Results: A total of 4,868 adults aged 60 years and older were included in this study. The proportion of smoking, alcohol consumption, physical inactivity, unhealthy dietary behavior, unhealthy weight, and sleep disorder were 32.1%, 36.3%, 62.5%, 45.7%, 31.8%, and 45.5%, respectively. Significant differences were observed in education level, family income, and social capital between elderly individuals with and without each of the six health risk behavior (all p -values < 0.05). Elderly individuals who reported smoking, physical inactivity, unhealthy dietary behavior, and sleep disorder had significant lower HRQoL (all p -values < 0.05). SEM analysis showed that SES and social capital positively associated with alcohol consumption. Social capital negatively associated with smoking, physical inactivity, unhealthy dietary behavior, and sleep disorder. SES negatively associated with smoking, physical inactivity, unhealthy dietary behavior, unhealthy weight, and sleep disorder. Smoking, physical inactivity, unhealthy dietary behavior, and sleep disorder correlated with poorer HRQoL.

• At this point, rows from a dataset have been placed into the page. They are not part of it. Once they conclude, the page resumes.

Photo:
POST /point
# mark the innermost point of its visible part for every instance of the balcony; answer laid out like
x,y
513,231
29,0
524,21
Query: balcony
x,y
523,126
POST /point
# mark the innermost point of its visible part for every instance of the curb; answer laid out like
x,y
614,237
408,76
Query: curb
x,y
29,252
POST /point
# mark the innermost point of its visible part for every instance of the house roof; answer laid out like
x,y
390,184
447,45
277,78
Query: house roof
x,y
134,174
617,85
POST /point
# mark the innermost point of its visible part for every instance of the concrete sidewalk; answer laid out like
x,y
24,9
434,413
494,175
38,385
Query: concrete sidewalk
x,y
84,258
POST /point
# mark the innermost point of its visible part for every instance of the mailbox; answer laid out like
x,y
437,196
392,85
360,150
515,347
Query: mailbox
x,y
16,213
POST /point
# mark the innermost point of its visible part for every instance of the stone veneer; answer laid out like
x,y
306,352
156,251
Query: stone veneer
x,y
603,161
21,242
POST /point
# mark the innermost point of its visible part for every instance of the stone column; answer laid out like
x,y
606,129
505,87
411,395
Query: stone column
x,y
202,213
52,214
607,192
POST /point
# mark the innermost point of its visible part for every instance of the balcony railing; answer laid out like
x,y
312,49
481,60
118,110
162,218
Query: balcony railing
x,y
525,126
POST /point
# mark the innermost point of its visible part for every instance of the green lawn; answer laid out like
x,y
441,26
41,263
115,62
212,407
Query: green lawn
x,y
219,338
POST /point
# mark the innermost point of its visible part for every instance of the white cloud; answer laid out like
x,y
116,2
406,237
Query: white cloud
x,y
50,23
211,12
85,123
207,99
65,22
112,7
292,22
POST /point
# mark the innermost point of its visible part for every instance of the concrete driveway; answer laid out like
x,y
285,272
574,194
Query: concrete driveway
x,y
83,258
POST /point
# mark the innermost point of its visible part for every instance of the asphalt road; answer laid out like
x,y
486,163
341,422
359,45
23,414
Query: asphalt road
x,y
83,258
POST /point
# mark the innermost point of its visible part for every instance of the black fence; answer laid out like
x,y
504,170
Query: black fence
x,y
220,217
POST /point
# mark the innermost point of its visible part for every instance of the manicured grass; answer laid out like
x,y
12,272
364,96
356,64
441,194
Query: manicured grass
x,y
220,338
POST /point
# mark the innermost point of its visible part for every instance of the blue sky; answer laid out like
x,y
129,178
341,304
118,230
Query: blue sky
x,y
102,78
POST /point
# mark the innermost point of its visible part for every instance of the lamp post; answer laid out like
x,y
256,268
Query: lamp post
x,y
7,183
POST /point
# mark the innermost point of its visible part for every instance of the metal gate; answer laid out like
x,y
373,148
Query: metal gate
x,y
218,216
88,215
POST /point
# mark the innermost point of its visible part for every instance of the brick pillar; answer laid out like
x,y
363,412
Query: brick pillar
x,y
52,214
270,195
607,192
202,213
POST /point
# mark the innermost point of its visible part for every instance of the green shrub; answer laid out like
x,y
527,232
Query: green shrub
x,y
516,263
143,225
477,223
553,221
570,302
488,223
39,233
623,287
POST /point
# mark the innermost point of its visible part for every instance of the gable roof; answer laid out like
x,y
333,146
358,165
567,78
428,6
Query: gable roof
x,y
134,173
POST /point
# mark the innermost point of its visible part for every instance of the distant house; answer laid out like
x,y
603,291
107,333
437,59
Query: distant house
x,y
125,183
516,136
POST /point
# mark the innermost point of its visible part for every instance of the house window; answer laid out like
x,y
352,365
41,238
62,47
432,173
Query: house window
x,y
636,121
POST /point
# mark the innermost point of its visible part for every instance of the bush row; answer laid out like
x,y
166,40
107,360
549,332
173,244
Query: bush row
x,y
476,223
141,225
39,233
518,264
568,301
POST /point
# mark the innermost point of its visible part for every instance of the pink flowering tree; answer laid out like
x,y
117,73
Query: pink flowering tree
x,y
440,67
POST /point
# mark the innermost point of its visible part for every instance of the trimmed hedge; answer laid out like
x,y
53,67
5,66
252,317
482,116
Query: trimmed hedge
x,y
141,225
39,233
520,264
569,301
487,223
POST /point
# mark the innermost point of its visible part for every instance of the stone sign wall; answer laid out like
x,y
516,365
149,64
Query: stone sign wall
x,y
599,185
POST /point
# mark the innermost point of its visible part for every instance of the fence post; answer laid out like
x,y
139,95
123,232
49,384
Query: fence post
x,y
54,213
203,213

Conclusions: Chinese older adults demonstrated a high incidence of health risk behaviors, especially for physical inactivity (62.5%) and unhealthy dietary behavior (45.7%). Social capital and SES were correlated with the elderly’s HRQoL, as well as with different health risk behaviors. Health risk behaviors played potential mediating role on the relationship of social capital, SES, and elderly health.

Background

By the end of 2018, 249 million elderly residents are aged 60 years and older in China which account for 17.9% of the Chinese population [1]. Nearly 75% of the Chinese elderly suffer from chronic diseases and 40 million elderly people live with disability or partially disability in China [2-4]. Chinese elderly are undergoing unoptimistic health condition.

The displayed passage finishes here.